Robust estimation of mean squared prediction error in small-area estimation
The nested-error regression model is one of the best-known models in small area estimation. A small area mean is often expressed as a linear combination of fixed effects and realized values of random effects. In such analyses, prediction is made by borrowing strength from other related areas or sources and mean-squared prediction error (MSPE) is often used as a measure of uncertainty. In this article, we propose a bias-corrected analytical estimation of MSPE as well as a moment-match jackknife method to estimate the MSPE without specific assumptions about the distributions of the data. Theoretical and empirical studies are carried out to investigate performance of the proposed methods with comparison to existing procedures. Le modèle de régression à erreur imbriquée est l’un des mieux connus pour l’estimation sur des petits domaines.
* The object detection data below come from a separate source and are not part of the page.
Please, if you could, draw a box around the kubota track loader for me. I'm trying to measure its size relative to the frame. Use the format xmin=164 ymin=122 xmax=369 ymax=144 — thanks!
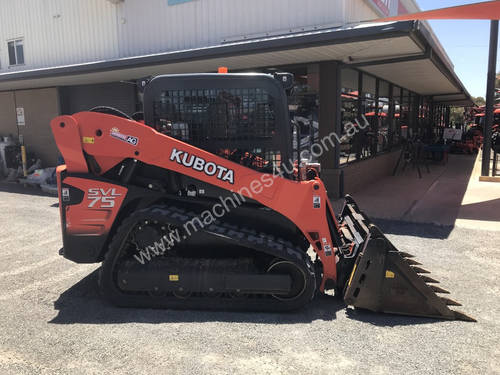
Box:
xmin=51 ymin=74 xmax=470 ymax=320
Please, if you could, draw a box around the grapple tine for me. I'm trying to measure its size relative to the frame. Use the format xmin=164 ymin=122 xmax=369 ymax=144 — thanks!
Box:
xmin=429 ymin=285 xmax=450 ymax=294
xmin=412 ymin=267 xmax=430 ymax=273
xmin=344 ymin=225 xmax=474 ymax=321
xmin=441 ymin=297 xmax=462 ymax=306
xmin=420 ymin=275 xmax=439 ymax=284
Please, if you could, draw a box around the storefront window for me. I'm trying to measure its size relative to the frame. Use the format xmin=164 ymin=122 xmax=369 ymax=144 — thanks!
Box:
xmin=340 ymin=69 xmax=359 ymax=164
xmin=392 ymin=86 xmax=401 ymax=144
xmin=400 ymin=90 xmax=412 ymax=139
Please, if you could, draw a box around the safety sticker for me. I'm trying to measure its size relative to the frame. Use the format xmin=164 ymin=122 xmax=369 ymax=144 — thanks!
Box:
xmin=323 ymin=245 xmax=332 ymax=257
xmin=110 ymin=128 xmax=139 ymax=146
xmin=61 ymin=188 xmax=69 ymax=202
xmin=313 ymin=195 xmax=321 ymax=208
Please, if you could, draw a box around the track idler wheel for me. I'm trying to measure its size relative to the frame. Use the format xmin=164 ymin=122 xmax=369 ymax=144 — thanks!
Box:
xmin=267 ymin=261 xmax=307 ymax=301
xmin=344 ymin=225 xmax=475 ymax=321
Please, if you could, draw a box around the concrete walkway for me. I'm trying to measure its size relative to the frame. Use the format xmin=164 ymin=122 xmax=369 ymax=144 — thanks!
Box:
xmin=334 ymin=154 xmax=500 ymax=231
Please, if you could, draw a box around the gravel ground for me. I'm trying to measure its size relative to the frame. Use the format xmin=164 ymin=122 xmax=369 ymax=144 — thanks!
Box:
xmin=0 ymin=186 xmax=500 ymax=375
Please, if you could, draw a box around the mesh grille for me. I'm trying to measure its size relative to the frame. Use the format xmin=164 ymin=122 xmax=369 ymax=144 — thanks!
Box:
xmin=153 ymin=88 xmax=281 ymax=172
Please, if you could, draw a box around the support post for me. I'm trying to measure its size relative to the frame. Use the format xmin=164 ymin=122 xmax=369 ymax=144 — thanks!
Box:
xmin=319 ymin=61 xmax=343 ymax=196
xmin=481 ymin=20 xmax=498 ymax=177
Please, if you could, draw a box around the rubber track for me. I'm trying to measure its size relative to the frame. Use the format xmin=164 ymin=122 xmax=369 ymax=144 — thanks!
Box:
xmin=101 ymin=206 xmax=316 ymax=311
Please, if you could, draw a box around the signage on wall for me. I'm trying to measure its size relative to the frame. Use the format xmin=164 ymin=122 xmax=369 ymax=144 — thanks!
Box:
xmin=16 ymin=107 xmax=26 ymax=126
xmin=367 ymin=0 xmax=391 ymax=17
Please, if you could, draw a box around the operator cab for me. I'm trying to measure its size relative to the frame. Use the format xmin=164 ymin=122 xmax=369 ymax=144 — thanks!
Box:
xmin=141 ymin=73 xmax=293 ymax=173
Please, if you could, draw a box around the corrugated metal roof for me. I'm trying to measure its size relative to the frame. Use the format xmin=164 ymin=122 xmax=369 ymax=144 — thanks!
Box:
xmin=0 ymin=21 xmax=470 ymax=105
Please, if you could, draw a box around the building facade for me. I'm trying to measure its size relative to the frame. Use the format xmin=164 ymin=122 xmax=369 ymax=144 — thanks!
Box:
xmin=0 ymin=0 xmax=470 ymax=195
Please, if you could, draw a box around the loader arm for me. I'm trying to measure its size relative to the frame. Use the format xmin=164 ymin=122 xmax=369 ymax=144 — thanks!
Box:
xmin=51 ymin=112 xmax=343 ymax=291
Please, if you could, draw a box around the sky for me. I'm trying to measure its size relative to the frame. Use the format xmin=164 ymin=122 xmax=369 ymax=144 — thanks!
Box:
xmin=417 ymin=0 xmax=500 ymax=98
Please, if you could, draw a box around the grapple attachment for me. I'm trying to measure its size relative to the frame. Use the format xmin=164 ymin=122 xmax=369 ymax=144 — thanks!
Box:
xmin=343 ymin=198 xmax=475 ymax=321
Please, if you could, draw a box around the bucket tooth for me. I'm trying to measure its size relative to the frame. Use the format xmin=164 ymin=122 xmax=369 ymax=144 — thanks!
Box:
xmin=344 ymin=225 xmax=474 ymax=321
xmin=405 ymin=259 xmax=422 ymax=266
xmin=412 ymin=267 xmax=430 ymax=273
xmin=441 ymin=297 xmax=462 ymax=306
xmin=453 ymin=311 xmax=477 ymax=322
xmin=429 ymin=285 xmax=450 ymax=294
xmin=420 ymin=275 xmax=439 ymax=284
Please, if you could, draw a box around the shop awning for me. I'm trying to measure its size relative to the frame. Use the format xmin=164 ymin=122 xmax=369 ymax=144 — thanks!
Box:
xmin=0 ymin=21 xmax=472 ymax=105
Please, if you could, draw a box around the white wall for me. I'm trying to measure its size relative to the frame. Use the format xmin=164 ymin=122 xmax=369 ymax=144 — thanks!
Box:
xmin=0 ymin=0 xmax=376 ymax=73
xmin=0 ymin=0 xmax=118 ymax=73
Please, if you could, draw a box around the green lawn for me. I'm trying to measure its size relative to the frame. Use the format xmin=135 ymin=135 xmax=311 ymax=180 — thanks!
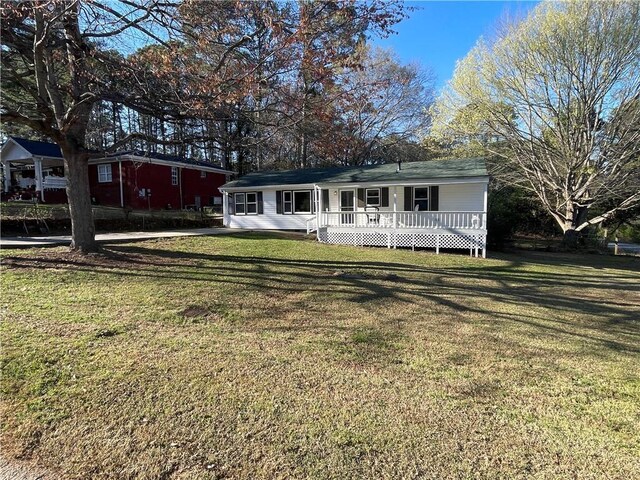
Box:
xmin=0 ymin=234 xmax=640 ymax=479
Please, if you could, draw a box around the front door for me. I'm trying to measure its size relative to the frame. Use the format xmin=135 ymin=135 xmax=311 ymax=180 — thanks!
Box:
xmin=340 ymin=190 xmax=356 ymax=225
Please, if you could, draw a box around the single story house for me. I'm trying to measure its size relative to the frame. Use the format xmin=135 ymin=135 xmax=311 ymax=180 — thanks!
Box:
xmin=0 ymin=137 xmax=233 ymax=210
xmin=220 ymin=158 xmax=489 ymax=257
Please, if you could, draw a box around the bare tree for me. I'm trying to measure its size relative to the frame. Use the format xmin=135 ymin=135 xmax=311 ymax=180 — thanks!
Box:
xmin=434 ymin=1 xmax=640 ymax=245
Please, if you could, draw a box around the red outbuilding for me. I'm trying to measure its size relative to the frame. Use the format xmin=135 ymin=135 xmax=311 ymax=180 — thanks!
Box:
xmin=0 ymin=137 xmax=233 ymax=210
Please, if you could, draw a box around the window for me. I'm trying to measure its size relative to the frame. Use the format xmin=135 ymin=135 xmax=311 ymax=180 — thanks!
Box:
xmin=413 ymin=187 xmax=429 ymax=211
xmin=282 ymin=192 xmax=293 ymax=213
xmin=233 ymin=192 xmax=258 ymax=215
xmin=293 ymin=190 xmax=311 ymax=213
xmin=233 ymin=193 xmax=246 ymax=215
xmin=98 ymin=163 xmax=112 ymax=183
xmin=365 ymin=188 xmax=380 ymax=207
xmin=245 ymin=192 xmax=258 ymax=215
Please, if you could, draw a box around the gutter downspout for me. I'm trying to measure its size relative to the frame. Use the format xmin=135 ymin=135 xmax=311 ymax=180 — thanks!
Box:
xmin=33 ymin=158 xmax=44 ymax=203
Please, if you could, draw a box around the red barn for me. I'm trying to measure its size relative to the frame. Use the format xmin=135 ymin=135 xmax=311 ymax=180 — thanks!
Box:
xmin=0 ymin=137 xmax=233 ymax=210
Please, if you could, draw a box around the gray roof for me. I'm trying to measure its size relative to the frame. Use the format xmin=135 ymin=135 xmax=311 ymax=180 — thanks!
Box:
xmin=221 ymin=158 xmax=487 ymax=189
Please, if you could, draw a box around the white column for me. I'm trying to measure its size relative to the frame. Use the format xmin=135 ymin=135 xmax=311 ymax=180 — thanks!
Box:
xmin=482 ymin=183 xmax=489 ymax=217
xmin=222 ymin=192 xmax=229 ymax=227
xmin=482 ymin=183 xmax=489 ymax=258
xmin=2 ymin=162 xmax=11 ymax=193
xmin=33 ymin=158 xmax=44 ymax=202
xmin=118 ymin=160 xmax=124 ymax=208
xmin=393 ymin=185 xmax=398 ymax=231
xmin=313 ymin=185 xmax=322 ymax=240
La moyenne d’un petit domaine est souvent exprimée comme une combinaison linéaire d’effets fixes et de valeurs réalisées d’effets aléatoires. Pour de telles analyses, les prévisions sont effectuées en empruntant de l’information d’autres domaines associés ou d’autres sources, et l’erreur quadratique moyenne de prévision (EQMP) sert souvent à mesurer l’incertitude. Les auteurs proposent une estimation analytique de l’EQMP corrigée pour le biais ainsi qu’une méthode jackknife d’appariement des moments afin d’estimer l’EQMP sans formuler d’hypothèses spécifiques sur la distribution des données. Ils présentent des études théoriques et empiriques comparant la performance des méthodes proposées aux procédures existantes.